Le Liban a été classé 9e sur 19 pays de la zone MENA, ainsi que 99e sur 193 pays au niveau mondial dans le classement bisannuel des Nations unies publié cet été et qui mesure le niveau de développement de l’administration électronique (aussi appelé e-governement en anglais) dans le monde. L’expression se rapporte à l’utilisation des technologies de l’information et de la communication comme outils permettant de fournir des services publics de qualité par une administration donnée.
Les auteurs du rapport notent la capacité de chaque pays à fournir ces services entre 0 et 1. Avec un résultat de 0,553, le Liban a régressé de 26 places dans le monde par rapport à 2016. Mais son score reste supérieur à la moyenne mondiale de 0,549 point. Au niveau régional, le Liban a perdu une place et se classe ainsi derrière la Tunisie et la Jordanie, mais devant le Maroc et l’Égypte.
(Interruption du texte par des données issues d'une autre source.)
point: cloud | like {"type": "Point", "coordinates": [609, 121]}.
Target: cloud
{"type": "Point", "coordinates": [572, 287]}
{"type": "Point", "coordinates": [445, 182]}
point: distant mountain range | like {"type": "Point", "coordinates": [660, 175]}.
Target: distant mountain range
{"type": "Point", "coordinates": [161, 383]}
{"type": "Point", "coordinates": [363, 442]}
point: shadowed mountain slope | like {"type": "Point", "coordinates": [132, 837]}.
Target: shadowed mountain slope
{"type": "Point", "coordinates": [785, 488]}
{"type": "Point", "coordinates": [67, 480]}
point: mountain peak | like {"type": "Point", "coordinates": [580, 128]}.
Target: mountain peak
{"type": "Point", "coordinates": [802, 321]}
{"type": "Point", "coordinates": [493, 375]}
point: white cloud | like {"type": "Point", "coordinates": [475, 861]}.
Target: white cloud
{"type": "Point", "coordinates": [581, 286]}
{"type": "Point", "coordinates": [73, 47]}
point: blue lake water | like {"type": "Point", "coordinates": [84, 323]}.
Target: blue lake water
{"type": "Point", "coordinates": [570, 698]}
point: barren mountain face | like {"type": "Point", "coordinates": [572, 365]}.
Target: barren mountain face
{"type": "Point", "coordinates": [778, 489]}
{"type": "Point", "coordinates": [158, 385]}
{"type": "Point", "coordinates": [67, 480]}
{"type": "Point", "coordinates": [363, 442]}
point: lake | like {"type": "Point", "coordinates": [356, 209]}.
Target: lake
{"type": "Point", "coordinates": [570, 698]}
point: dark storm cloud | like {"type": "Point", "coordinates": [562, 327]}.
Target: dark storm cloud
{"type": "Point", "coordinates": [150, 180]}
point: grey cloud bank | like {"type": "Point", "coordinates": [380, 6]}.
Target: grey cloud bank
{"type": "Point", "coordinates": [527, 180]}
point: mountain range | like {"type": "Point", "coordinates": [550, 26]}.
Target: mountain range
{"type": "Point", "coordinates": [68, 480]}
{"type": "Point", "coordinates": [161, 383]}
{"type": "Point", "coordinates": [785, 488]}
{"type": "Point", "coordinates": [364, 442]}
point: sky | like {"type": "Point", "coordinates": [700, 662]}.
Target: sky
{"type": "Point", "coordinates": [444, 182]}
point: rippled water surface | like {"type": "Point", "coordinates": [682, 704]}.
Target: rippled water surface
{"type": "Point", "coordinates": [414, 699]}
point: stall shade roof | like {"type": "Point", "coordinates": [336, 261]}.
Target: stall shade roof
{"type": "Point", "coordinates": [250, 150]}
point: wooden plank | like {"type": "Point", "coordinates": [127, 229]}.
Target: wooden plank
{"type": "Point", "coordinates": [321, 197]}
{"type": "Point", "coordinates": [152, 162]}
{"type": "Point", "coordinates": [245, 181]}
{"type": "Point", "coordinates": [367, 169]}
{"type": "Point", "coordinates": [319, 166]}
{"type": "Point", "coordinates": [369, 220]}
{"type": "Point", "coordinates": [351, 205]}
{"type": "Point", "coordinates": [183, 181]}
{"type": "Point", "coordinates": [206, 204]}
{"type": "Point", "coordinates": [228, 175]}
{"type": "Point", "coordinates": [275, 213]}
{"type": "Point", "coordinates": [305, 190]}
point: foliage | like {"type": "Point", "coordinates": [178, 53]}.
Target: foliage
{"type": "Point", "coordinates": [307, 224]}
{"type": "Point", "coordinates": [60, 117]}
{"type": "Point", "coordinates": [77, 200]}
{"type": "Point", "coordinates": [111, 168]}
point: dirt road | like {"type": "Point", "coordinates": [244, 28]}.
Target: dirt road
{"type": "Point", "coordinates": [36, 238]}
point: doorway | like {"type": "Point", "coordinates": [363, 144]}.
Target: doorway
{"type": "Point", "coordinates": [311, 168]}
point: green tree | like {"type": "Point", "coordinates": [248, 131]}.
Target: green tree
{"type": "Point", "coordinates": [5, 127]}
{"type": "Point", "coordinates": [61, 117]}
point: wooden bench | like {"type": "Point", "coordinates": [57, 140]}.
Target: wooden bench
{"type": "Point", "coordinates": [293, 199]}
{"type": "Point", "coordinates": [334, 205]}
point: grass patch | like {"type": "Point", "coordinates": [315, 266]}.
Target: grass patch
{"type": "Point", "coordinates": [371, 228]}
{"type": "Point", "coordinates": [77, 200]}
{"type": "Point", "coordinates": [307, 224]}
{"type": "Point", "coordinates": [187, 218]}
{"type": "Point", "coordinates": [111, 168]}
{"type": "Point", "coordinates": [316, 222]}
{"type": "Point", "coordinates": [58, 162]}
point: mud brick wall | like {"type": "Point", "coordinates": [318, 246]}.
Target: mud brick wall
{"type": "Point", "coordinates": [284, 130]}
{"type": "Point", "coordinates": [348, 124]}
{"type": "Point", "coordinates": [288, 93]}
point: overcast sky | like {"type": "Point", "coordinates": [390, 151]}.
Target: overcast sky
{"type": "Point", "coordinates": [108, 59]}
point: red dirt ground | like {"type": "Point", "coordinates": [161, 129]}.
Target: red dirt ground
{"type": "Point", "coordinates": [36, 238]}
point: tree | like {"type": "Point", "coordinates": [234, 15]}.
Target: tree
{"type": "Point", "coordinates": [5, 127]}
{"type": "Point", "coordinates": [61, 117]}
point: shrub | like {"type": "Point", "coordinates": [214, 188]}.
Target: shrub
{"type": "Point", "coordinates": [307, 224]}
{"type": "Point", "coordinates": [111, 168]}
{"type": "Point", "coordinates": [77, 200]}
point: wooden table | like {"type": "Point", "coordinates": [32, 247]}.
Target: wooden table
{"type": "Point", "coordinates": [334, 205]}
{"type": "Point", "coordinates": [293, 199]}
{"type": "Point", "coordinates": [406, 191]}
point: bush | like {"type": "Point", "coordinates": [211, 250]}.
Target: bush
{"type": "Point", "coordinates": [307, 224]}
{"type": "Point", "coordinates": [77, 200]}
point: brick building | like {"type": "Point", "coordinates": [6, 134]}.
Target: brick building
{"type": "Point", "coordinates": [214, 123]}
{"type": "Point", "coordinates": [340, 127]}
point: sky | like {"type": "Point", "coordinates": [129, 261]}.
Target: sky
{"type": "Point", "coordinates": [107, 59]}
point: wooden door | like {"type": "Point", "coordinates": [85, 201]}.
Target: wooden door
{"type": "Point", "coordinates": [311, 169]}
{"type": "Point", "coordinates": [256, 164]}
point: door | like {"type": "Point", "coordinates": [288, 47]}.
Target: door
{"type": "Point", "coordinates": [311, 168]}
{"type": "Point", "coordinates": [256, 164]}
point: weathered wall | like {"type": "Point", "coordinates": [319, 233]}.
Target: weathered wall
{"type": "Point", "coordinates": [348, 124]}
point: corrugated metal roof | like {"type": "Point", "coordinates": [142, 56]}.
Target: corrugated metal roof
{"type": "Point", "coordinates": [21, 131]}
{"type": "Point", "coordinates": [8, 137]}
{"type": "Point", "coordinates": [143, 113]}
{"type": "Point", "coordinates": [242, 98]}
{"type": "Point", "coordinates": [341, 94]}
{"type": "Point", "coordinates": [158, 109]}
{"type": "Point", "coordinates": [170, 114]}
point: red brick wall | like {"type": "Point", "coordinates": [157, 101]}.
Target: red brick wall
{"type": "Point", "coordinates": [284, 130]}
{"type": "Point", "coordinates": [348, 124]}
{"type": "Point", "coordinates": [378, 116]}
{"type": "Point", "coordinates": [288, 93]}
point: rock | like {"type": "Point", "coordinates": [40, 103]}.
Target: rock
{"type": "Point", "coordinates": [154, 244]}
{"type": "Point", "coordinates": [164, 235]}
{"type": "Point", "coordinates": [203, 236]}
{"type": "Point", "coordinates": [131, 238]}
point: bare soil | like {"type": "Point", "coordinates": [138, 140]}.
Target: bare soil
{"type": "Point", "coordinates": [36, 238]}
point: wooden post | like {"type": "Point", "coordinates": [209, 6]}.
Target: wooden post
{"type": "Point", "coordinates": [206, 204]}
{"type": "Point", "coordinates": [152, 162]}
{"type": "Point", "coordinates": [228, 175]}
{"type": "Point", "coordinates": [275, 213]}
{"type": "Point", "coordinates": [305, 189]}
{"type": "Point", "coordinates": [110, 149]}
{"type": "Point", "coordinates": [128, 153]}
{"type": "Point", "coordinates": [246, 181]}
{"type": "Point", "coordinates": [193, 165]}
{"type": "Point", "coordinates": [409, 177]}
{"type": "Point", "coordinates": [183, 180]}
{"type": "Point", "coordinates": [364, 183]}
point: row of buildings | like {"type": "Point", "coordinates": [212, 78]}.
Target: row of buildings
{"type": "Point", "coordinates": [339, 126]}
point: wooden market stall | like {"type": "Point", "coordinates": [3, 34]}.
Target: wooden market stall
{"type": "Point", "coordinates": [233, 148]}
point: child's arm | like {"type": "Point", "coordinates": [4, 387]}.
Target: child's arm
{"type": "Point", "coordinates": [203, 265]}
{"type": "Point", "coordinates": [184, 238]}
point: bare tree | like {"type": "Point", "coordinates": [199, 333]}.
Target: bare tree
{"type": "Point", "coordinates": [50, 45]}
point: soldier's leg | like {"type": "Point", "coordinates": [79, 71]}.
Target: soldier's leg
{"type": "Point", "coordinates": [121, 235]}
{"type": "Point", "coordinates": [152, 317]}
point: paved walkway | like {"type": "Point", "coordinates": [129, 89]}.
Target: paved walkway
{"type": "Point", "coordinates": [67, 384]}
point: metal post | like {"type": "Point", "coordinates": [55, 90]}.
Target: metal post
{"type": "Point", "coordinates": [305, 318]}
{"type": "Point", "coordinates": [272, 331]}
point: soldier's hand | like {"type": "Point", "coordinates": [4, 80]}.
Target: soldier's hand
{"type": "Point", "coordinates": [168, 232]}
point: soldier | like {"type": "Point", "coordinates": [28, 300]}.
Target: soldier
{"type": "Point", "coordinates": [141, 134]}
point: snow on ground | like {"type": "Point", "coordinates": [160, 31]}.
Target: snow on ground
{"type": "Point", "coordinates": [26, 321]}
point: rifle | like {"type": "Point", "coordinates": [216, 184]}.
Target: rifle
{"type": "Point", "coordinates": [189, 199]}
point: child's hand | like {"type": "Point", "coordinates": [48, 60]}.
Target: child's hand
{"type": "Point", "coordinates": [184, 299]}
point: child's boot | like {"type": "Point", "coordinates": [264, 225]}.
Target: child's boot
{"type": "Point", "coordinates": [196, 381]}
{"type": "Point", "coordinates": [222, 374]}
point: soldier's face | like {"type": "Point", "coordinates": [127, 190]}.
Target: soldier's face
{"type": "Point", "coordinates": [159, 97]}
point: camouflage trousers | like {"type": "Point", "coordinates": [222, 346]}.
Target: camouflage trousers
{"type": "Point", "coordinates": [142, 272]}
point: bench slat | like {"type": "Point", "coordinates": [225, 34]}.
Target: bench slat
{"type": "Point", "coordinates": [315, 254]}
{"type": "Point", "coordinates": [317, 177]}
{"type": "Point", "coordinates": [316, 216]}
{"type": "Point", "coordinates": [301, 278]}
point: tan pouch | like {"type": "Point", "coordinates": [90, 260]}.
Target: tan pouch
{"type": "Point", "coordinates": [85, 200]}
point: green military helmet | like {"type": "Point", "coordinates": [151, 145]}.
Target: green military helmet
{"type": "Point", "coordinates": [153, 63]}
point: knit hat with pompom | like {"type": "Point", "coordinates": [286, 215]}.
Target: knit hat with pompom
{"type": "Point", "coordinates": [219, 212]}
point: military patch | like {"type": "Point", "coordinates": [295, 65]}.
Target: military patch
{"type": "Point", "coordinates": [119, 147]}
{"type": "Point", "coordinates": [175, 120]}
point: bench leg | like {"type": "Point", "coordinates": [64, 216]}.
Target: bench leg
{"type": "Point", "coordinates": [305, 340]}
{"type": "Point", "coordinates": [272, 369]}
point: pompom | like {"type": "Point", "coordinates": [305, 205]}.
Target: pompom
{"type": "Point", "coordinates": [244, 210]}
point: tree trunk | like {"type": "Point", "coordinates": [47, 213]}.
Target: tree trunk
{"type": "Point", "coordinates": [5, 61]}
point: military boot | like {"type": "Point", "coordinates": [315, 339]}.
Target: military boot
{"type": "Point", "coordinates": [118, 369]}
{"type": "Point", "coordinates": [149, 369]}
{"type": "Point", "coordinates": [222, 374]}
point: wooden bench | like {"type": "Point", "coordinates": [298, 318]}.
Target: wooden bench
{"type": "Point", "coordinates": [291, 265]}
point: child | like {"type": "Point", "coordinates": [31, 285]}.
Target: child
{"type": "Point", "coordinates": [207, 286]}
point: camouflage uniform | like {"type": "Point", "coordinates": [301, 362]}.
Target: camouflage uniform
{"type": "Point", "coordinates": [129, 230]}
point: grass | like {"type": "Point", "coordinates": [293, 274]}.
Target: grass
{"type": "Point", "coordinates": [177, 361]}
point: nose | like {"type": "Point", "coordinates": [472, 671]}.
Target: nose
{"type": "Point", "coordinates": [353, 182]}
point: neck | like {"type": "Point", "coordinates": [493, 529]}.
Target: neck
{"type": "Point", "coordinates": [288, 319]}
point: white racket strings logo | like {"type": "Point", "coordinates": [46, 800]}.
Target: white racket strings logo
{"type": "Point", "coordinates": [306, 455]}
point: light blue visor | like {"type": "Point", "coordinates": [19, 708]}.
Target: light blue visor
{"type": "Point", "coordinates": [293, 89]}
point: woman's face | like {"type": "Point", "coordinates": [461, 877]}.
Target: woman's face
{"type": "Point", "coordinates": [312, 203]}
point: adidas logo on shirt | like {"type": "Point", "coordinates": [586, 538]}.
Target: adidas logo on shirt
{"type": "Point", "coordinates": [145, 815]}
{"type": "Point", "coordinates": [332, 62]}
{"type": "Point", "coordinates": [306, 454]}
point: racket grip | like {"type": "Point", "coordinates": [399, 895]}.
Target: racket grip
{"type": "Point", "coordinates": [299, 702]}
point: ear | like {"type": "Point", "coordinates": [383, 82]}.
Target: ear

Les pays du Golfe arrivent en tête dans la zone MENA, avec une moyenne de 0,7483. Au niveau mondial, c’est le Danemark qui détient le meilleur système d’e-government, tandis que la Somalie est dernière.
De manière générale, le nombre de pays fournissant des services en ligne via e-mail, SMS, applications mobiles et formulaires téléchargeables a augmenté par rapport à 2016. Par exemple, 176 pays proposent de l’information archivée contre 154 il y a deux ans, soulignent les Nations unies.
« Le rapport 2018 souligne une tendance globale positive vers des niveaux d’e-government plus élevés. Il examine l’impact des technologies numériques et des innovations sur le secteur public et la vie quotidienne des gens », souligne Liu Zhenmin, secrétaire générale adjoint pour les affaires économiques et sociales aux Nations unies, dans son introduction au rapport. « Comme le montrent des études de cas, exploiter l’e-government représente un potentiel de développement important pour les pays, pas seulement en améliorant les processus institutionnels et les flux de travail pour une plus grande efficacité des services publics, mais aussi en assurant l’inclusion, la participation et la responsabilisation pour que nul ne soit laissé pour compte », continue-t-il. Au Liban, les efforts de l’État pour mettre en place des services numériques ces dernières années restent encore limités et concernent surtout certains départements rattachés au ministère des Finances. Dans le privé, ce sont principalement les banques qui s’emploient à les développer.